Face à ces départs, les paramilitaires pro-Iran ont soufflé le chaud et le froid. Les brigades du Hezbollah ont promis qu'il n'y aurait "aucun mort si ces forces se retirent entièrement". Mais le chef des députés du Hachd a ensuite accusé les Américains de "ne pas être sérieux" et de chercher à "redéployer leurs troupes pour mieux les protéger" du coronavirus ou des roquettes.

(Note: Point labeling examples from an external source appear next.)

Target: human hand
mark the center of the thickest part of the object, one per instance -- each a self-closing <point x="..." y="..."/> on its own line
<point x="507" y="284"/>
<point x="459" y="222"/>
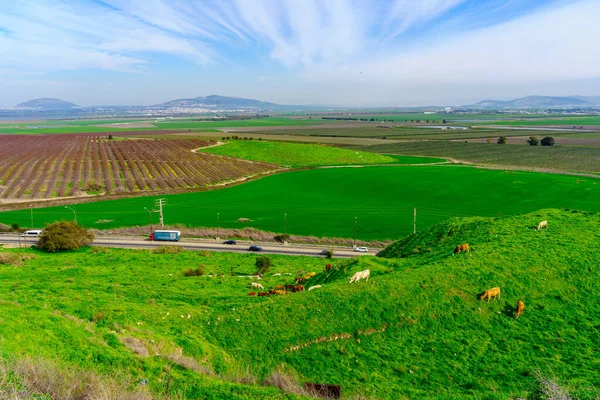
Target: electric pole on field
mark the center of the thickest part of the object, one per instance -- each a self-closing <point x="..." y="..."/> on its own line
<point x="415" y="222"/>
<point x="159" y="203"/>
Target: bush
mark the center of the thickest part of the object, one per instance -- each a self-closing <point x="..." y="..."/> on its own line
<point x="64" y="236"/>
<point x="547" y="141"/>
<point x="199" y="271"/>
<point x="282" y="238"/>
<point x="263" y="264"/>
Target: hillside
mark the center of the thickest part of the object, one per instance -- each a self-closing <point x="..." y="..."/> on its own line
<point x="48" y="104"/>
<point x="416" y="329"/>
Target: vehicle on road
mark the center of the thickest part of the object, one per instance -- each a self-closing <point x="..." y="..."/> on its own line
<point x="32" y="233"/>
<point x="164" y="235"/>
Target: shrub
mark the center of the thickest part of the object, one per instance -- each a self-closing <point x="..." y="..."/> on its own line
<point x="199" y="271"/>
<point x="282" y="238"/>
<point x="263" y="264"/>
<point x="168" y="249"/>
<point x="547" y="141"/>
<point x="64" y="236"/>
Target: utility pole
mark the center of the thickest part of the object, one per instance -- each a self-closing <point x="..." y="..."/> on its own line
<point x="354" y="231"/>
<point x="160" y="203"/>
<point x="415" y="222"/>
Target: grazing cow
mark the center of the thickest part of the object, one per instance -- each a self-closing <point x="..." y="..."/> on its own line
<point x="488" y="294"/>
<point x="461" y="247"/>
<point x="520" y="308"/>
<point x="361" y="275"/>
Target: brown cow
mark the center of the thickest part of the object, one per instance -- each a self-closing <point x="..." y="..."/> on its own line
<point x="520" y="308"/>
<point x="461" y="247"/>
<point x="488" y="294"/>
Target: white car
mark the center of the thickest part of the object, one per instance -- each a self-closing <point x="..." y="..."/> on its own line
<point x="32" y="233"/>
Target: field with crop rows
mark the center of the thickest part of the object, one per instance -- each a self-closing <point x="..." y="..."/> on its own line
<point x="50" y="166"/>
<point x="556" y="158"/>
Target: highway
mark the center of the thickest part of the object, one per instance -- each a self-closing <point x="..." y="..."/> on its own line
<point x="13" y="240"/>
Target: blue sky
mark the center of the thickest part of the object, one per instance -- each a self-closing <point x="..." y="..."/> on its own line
<point x="341" y="52"/>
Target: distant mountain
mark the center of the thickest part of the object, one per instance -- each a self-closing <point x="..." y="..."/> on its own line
<point x="219" y="102"/>
<point x="541" y="102"/>
<point x="48" y="104"/>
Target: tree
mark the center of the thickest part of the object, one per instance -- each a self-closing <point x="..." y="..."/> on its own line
<point x="63" y="236"/>
<point x="547" y="141"/>
<point x="263" y="264"/>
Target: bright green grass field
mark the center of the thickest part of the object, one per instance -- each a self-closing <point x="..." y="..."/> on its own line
<point x="301" y="155"/>
<point x="416" y="329"/>
<point x="325" y="202"/>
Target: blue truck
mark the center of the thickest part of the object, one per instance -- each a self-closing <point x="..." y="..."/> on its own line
<point x="169" y="236"/>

(Lire aussi : L’État irakien au bord de l’effondrement)



"Avec ou contre nous?"

Dans le même temps, de nouveaux acteurs, obscurs, sont apparus, que diplomates, experts et gradés voient comme de simples faux-nez des pro-Iran en Irak. Une "Ligue des révolutionnaires" a revendiqué des tirs de roquettes et diffusé des images de drone des sites de l'ambassade américaine à Bagdad et de la base aérienne d'Aïn al-Assad, dont le survol est interdit. Une autre brigade se présentant comme faisant partie de "l'axe de la résistance" -les alliés de Téhéran au Moyen-Orient- a appelé à assassiner les ambassadeurs britannique et américain.

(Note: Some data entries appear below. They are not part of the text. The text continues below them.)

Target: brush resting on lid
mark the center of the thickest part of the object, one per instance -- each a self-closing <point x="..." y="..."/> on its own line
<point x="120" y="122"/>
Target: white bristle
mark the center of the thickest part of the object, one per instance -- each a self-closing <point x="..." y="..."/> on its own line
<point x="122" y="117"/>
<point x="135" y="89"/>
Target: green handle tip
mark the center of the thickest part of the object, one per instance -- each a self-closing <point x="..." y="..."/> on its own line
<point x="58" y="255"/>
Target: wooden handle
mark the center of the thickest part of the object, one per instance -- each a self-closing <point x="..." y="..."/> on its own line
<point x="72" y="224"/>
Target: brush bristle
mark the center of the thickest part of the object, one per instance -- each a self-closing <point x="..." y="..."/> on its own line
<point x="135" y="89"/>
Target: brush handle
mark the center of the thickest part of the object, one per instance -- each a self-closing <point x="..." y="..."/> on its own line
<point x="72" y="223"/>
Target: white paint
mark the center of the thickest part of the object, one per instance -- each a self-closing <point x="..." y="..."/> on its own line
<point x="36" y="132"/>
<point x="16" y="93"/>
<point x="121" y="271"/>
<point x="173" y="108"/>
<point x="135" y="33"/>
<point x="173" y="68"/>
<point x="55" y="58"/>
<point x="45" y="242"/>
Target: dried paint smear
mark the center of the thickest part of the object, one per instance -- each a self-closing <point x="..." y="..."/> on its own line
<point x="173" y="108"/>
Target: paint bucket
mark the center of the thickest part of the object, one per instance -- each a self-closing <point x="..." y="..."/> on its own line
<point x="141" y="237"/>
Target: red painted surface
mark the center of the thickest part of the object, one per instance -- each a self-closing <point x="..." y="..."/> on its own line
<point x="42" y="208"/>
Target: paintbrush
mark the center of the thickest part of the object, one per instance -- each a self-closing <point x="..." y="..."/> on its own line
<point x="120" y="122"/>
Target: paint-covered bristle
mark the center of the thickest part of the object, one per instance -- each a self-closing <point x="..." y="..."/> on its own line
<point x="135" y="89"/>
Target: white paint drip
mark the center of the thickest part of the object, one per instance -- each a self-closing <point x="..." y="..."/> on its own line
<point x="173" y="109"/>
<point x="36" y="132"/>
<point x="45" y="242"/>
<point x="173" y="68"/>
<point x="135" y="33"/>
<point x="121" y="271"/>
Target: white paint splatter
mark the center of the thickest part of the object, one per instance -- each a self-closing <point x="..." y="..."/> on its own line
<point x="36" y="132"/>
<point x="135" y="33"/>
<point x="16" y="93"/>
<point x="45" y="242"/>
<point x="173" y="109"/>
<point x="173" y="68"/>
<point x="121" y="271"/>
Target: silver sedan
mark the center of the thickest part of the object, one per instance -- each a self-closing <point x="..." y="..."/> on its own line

Dans ce contexte tendu, les Etats-Unis vont envoyer en juin une délégation en Irak pour renégocier relations militaires et économiques. D'ici là, un gouvernement pourrait être nommé, après cinq mois de vacance, dirigé par le chef du renseignement Moustafa al-Kazimi, ayant ses entrées tant à Washington qu'à Téhéran ou à Ryad. Mais si M. Kazimi échouait, prévient un diplomate occidental, Washington pourrait considérer Bagdad comme définitivement "hostile et pro-Iran", ce qui entraînerait des sanctions. "C'est une relation en dents de scie et elle ne devrait pas l'être", plaide un haut responsable irakien. Pourtant, estime Renad Mansour, chercheur au Chatham House, les Etats-Unis continuent de dire à l'Irak: "'soit vous êtes avec nous soit vous êtes contre nous'".